INTRODUCCIÓN
A mediados del siglo XX, en tiempos de reconstrucción cívica y social de sociedades traumatizadas por la Segunda Guerra Mundial, se evidenció la desoladora situación en la que vivían las personas en los hospitales psiquiátricos y la ineficacia terapéutica de los sistemas de salud mental. Existían razones éticas y técnicas para impulsar reformas que buscaban el desarrollo de un modelo terapéutico y social más eficaz para las personas afectadas por el sufrimiento psíquico, que respetase su dignidad.
La conciencia profesional, social y política de esta situación se ha extendido y en la mayoría de los países occidentales ha estimulado reformas de servicios y sistemas consistentes con el tratamiento comunitario, la lucha contra el estigma y la reinserción social de los pacientes1. Entidades internacionales como la Organización Mundial de la Salud han alentado a los países a formular leyes específicas para tal fin y a reorganizar las estrategias de atención, tanto en el sector salud como en los marcos legales que abordan las diversas desventajas de personas con problemas de salud mental, lo cual continúa siendo todo un reto en estos tiempos de escalada autoritaria en muchos países.
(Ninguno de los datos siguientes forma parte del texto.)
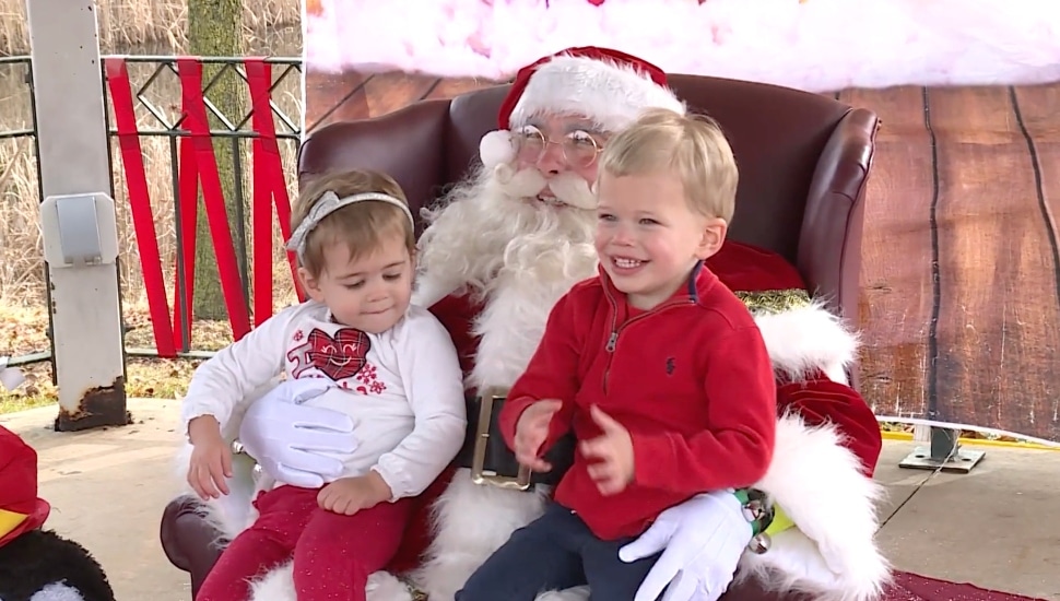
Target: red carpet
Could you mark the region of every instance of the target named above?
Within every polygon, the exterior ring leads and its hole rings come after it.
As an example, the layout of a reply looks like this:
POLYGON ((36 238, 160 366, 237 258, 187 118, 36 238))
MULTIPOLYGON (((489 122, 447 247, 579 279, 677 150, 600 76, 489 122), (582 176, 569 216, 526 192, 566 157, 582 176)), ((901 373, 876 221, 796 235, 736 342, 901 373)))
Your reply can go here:
POLYGON ((894 586, 884 596, 884 601, 1040 601, 906 571, 896 571, 894 577, 894 586))

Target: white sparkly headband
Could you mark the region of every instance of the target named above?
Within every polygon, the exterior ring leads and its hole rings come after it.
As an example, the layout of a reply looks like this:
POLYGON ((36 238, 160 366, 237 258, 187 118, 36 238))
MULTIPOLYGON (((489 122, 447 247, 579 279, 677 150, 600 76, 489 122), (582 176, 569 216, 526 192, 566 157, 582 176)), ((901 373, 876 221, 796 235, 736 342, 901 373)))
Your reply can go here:
POLYGON ((298 259, 302 259, 306 251, 306 238, 309 237, 309 233, 313 232, 313 229, 323 220, 323 217, 334 213, 348 204, 353 204, 354 202, 364 202, 366 200, 377 200, 379 202, 386 202, 400 208, 402 211, 404 211, 405 216, 409 217, 409 223, 415 227, 416 220, 413 219, 412 211, 409 210, 409 205, 390 195, 384 195, 381 192, 364 192, 361 195, 353 195, 352 197, 339 198, 339 195, 328 190, 322 197, 320 197, 320 201, 309 210, 309 214, 306 215, 306 219, 298 224, 298 227, 294 232, 292 232, 291 239, 287 240, 287 250, 294 250, 298 254, 298 259))

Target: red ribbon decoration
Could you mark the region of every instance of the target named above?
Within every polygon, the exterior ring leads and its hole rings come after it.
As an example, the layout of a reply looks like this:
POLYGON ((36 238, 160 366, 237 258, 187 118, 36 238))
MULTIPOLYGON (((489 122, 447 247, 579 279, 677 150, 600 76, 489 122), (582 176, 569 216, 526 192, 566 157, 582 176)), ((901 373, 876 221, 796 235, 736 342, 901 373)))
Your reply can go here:
POLYGON ((228 322, 232 325, 233 338, 239 340, 250 331, 250 318, 247 315, 247 306, 240 290, 242 280, 236 261, 235 246, 232 243, 232 228, 228 226, 224 190, 221 187, 221 176, 217 172, 217 158, 213 153, 210 122, 207 119, 207 107, 202 92, 202 63, 195 58, 177 59, 177 73, 182 90, 184 122, 190 133, 189 137, 180 139, 180 203, 182 205, 181 229, 184 232, 178 235, 182 235, 185 239, 186 269, 185 285, 181 292, 184 292, 188 307, 188 323, 184 327, 190 333, 190 307, 195 281, 196 205, 198 203, 199 184, 201 182, 207 221, 210 226, 214 254, 217 258, 221 291, 224 295, 225 307, 228 310, 228 322))
MULTIPOLYGON (((252 127, 257 138, 251 143, 254 152, 254 325, 272 316, 272 204, 275 203, 276 219, 283 239, 291 237, 291 200, 287 184, 283 177, 283 160, 276 143, 276 127, 272 120, 270 105, 272 89, 272 64, 262 58, 247 58, 247 84, 250 87, 250 103, 254 109, 252 127)), ((298 298, 304 299, 298 286, 297 259, 287 252, 291 278, 295 283, 298 298)))
POLYGON ((107 58, 104 61, 107 86, 114 106, 114 118, 118 130, 118 149, 125 165, 126 188, 129 192, 129 209, 137 233, 137 247, 143 271, 143 286, 148 293, 148 307, 151 313, 151 329, 154 332, 155 349, 158 356, 177 356, 174 339, 176 332, 169 322, 169 300, 166 296, 165 280, 162 275, 162 257, 158 252, 158 236, 154 228, 154 213, 151 210, 151 192, 148 190, 148 175, 143 165, 143 151, 140 146, 140 131, 132 103, 132 85, 125 59, 107 58))

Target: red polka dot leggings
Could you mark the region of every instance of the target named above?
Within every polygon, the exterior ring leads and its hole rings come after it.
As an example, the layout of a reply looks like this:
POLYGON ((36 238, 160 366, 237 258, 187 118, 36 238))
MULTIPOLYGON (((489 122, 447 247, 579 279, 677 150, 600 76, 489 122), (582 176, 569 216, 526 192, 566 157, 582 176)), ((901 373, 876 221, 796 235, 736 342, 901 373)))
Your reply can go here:
POLYGON ((280 486, 258 495, 258 519, 221 554, 196 601, 247 601, 249 580, 292 557, 298 601, 365 601, 368 575, 401 544, 410 499, 342 516, 318 507, 318 493, 280 486))

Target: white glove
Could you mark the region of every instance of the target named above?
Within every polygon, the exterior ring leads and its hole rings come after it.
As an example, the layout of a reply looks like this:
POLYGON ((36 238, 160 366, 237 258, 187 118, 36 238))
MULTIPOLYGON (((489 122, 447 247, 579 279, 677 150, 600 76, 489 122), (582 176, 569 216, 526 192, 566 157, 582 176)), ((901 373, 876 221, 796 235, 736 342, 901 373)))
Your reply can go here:
POLYGON ((247 455, 275 480, 295 486, 317 488, 339 478, 342 461, 335 456, 360 445, 355 424, 344 413, 303 404, 334 386, 323 378, 286 380, 254 402, 239 425, 247 455))
POLYGON ((732 582, 753 533, 742 503, 726 491, 667 509, 619 551, 626 563, 662 552, 634 601, 655 601, 663 589, 662 601, 717 601, 732 582))

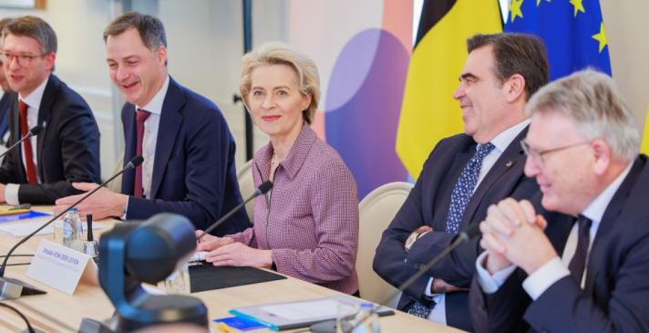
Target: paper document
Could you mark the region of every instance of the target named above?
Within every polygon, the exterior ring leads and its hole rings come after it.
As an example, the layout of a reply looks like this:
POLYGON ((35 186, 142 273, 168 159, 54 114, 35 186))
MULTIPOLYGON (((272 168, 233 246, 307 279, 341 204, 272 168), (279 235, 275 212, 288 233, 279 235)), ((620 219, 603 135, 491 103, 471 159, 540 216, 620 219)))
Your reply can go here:
MULTIPOLYGON (((18 222, 18 223, 12 223, 12 224, 0 224, 0 232, 9 234, 14 237, 25 237, 27 234, 33 233, 35 230, 38 229, 41 227, 41 225, 45 224, 47 221, 49 221, 51 217, 41 217, 37 219, 33 219, 30 220, 29 222, 18 222)), ((54 223, 52 224, 47 225, 46 227, 43 228, 43 230, 39 231, 38 234, 54 234, 54 223)), ((101 224, 98 224, 97 222, 94 222, 92 224, 92 229, 101 229, 103 225, 101 224)), ((83 224, 83 230, 88 229, 88 226, 86 224, 83 224)))

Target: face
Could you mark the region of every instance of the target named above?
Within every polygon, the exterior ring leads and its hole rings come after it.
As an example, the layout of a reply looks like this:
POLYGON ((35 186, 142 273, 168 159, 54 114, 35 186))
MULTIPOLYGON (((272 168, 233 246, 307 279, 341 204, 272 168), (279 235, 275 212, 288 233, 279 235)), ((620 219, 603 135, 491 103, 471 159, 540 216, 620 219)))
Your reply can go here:
POLYGON ((551 111, 532 116, 525 141, 536 151, 554 150, 541 159, 528 156, 525 163, 525 174, 536 178, 543 193, 543 207, 573 215, 581 213, 597 193, 591 144, 570 119, 551 111))
POLYGON ((106 61, 110 79, 131 104, 143 107, 167 78, 167 49, 150 50, 134 27, 106 40, 106 61))
POLYGON ((296 137, 302 129, 302 111, 311 97, 300 92, 297 74, 286 65, 260 66, 251 73, 248 108, 254 123, 271 139, 296 137))
POLYGON ((459 87, 453 98, 459 101, 464 132, 479 143, 487 143, 508 124, 508 84, 496 75, 491 46, 471 51, 459 76, 459 87))
POLYGON ((56 55, 41 55, 41 47, 36 39, 26 36, 7 35, 3 47, 5 54, 25 56, 23 60, 13 57, 3 63, 9 88, 22 97, 34 91, 52 72, 56 55))

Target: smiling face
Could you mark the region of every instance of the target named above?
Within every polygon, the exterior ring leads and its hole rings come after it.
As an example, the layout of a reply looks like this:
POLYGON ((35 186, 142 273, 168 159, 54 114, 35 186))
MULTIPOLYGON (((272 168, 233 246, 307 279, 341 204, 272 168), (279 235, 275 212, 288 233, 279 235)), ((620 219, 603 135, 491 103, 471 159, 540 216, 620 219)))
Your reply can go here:
POLYGON ((511 125, 512 117, 518 117, 510 114, 509 84, 500 82, 495 73, 492 47, 476 48, 469 55, 453 94, 463 111, 464 132, 479 143, 489 142, 511 125))
POLYGON ((149 104, 167 78, 166 47, 149 49, 134 27, 108 36, 106 59, 110 79, 126 100, 139 107, 149 104))
POLYGON ((15 56, 5 61, 3 68, 11 89, 23 98, 40 86, 52 72, 56 55, 41 55, 41 46, 36 38, 9 34, 5 37, 3 51, 15 56), (15 56, 26 56, 29 60, 22 60, 20 64, 15 56))
POLYGON ((251 73, 248 108, 254 123, 272 140, 296 138, 304 122, 302 112, 311 97, 302 94, 295 70, 287 65, 263 65, 251 73))
POLYGON ((592 144, 569 118, 551 111, 532 116, 525 141, 536 151, 555 150, 542 161, 528 157, 525 163, 525 175, 536 178, 543 193, 543 207, 573 215, 582 213, 598 193, 592 144))

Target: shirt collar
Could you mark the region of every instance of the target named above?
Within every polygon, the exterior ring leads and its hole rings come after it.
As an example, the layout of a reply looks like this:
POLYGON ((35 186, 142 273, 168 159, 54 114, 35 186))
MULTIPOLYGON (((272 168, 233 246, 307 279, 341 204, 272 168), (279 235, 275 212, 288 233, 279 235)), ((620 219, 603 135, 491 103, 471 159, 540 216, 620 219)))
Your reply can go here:
POLYGON ((582 214, 588 217, 592 222, 599 223, 602 221, 602 217, 603 217, 609 203, 611 203, 613 195, 615 195, 615 193, 620 188, 620 185, 622 185, 622 182, 629 174, 629 172, 631 172, 631 167, 633 165, 634 162, 632 161, 629 162, 629 165, 626 166, 626 169, 624 169, 624 171, 622 172, 622 173, 620 173, 617 178, 615 178, 615 180, 613 181, 613 182, 611 182, 608 187, 606 187, 606 189, 602 192, 600 195, 598 195, 597 198, 595 198, 595 200, 593 200, 591 204, 586 207, 586 209, 583 210, 582 214))
POLYGON ((38 109, 40 108, 40 101, 43 99, 43 94, 45 93, 45 87, 47 86, 47 81, 49 81, 49 77, 44 79, 43 82, 27 96, 20 96, 20 93, 18 93, 20 100, 28 107, 38 109))
POLYGON ((164 80, 164 83, 162 84, 162 87, 160 88, 160 90, 153 96, 153 99, 151 99, 149 103, 143 107, 139 107, 138 105, 135 106, 135 109, 137 110, 138 109, 145 109, 150 113, 154 114, 161 114, 162 113, 162 104, 164 104, 164 98, 167 96, 167 89, 169 89, 169 75, 167 76, 167 79, 164 80))
MULTIPOLYGON (((286 159, 280 162, 281 165, 288 173, 289 179, 293 179, 297 175, 297 172, 302 168, 302 165, 306 161, 311 146, 314 144, 317 135, 311 127, 304 123, 302 125, 302 130, 297 135, 295 141, 286 155, 286 159)), ((273 144, 270 142, 260 149, 254 155, 254 161, 262 173, 262 179, 267 180, 268 172, 271 168, 271 160, 273 159, 273 144)), ((279 168, 279 166, 278 166, 279 168)))
MULTIPOLYGON (((501 131, 500 134, 498 134, 495 138, 491 140, 491 144, 493 144, 499 151, 505 151, 507 147, 511 144, 511 141, 513 141, 514 139, 516 139, 516 137, 519 136, 519 134, 520 134, 520 132, 525 130, 528 125, 530 125, 531 121, 531 120, 530 119, 527 119, 501 131)), ((476 149, 479 148, 479 146, 480 145, 479 144, 476 149)))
En el contexto iberoamericano, los planes de ajuste fiscal y la reducción de la inversión pública han exacerbado las inequidades y agravado los procesos de estigmatización y exclusión2,3. Temas como raza, género y otros marcadores sociales en la producción de desigualdad en salud mental cobran relevancia, y permiten articular experiencias de promoción y atención de la salud mental. Claramente, los trastornos mentales repercuten en la reproducción del ciclo de exclusión y pobreza en muchas familias, como así también las interrelaciones entre la salud mental y la violencia.
No se debe olvidar la persistencia de una brecha de mortalidad para las personas con problemas graves de salud mental en todo el mundo, por lo que la eliminación de este exceso de mortalidad es uno de los desafíos del milenio4,5. Facilitar el acceso al sistema de salud mental, el cuidado de la salud física y la lucha contra la medicalización del sufrimiento mental podrían contribuir a la reducción de esta brecha.
En el campo científico hay una carencia de conocimiento sobre algunas prácticas, así como una falta de evidencia sobre la eficacia de la aplicación en países de ingresos bajos y medios de estrategias que demostraron ser beneficiosas en los países centrales. Las prácticas culturalmente sensibles y sostenibles deben estudiarse con mayor profundidad e incluirse en los programas de capacitación para desarrollar recursos humanos especializados.
La asistencia de personas con problemas de salud mental requirió reformas en el sistema y los servicios de salud para construir una atención adecuada de la salud mental. El desafío actual continúa siendo inmenso. Necesitamos conocer la morbilidad y mortalidad de personas con trastornos mentales graves con el fin de diseñar políticas públicas que aborden los problemas con el alcohol y otras drogas, y políticas públicas de empleo, educación y seguridad social para las personas con trastornos mentales para completar la red de atención ofrecida por los servicios de salud. También, tenemos que afrontar la tendencia mundial que convierte el fracaso social en problemas de salud mental. La pandemia viral que atravesamos ha dejado al descubierto la fragilidad de nuestros servicios sanitarios y sociales y ha certificado la desigualdad y precariedad de las condiciones de vida de muchas personas.
En el conjunto de artículos publicados en la revista Salud Colectiva, como resultado de la convocatoria abierta “Salud Mental y derechos Humanos: desafíos para los servicios de salud y comunidades” encontramos aportes de España6,7,8, Brasil9,10,11,12, México13 y Chile14,15, en los que se presentan experiencias conceptuales y reflexiones sobre planes y programas de acción comunitaria, que pueden contribuir a un mejor conocimiento y desarrollo de la salud mental en la región.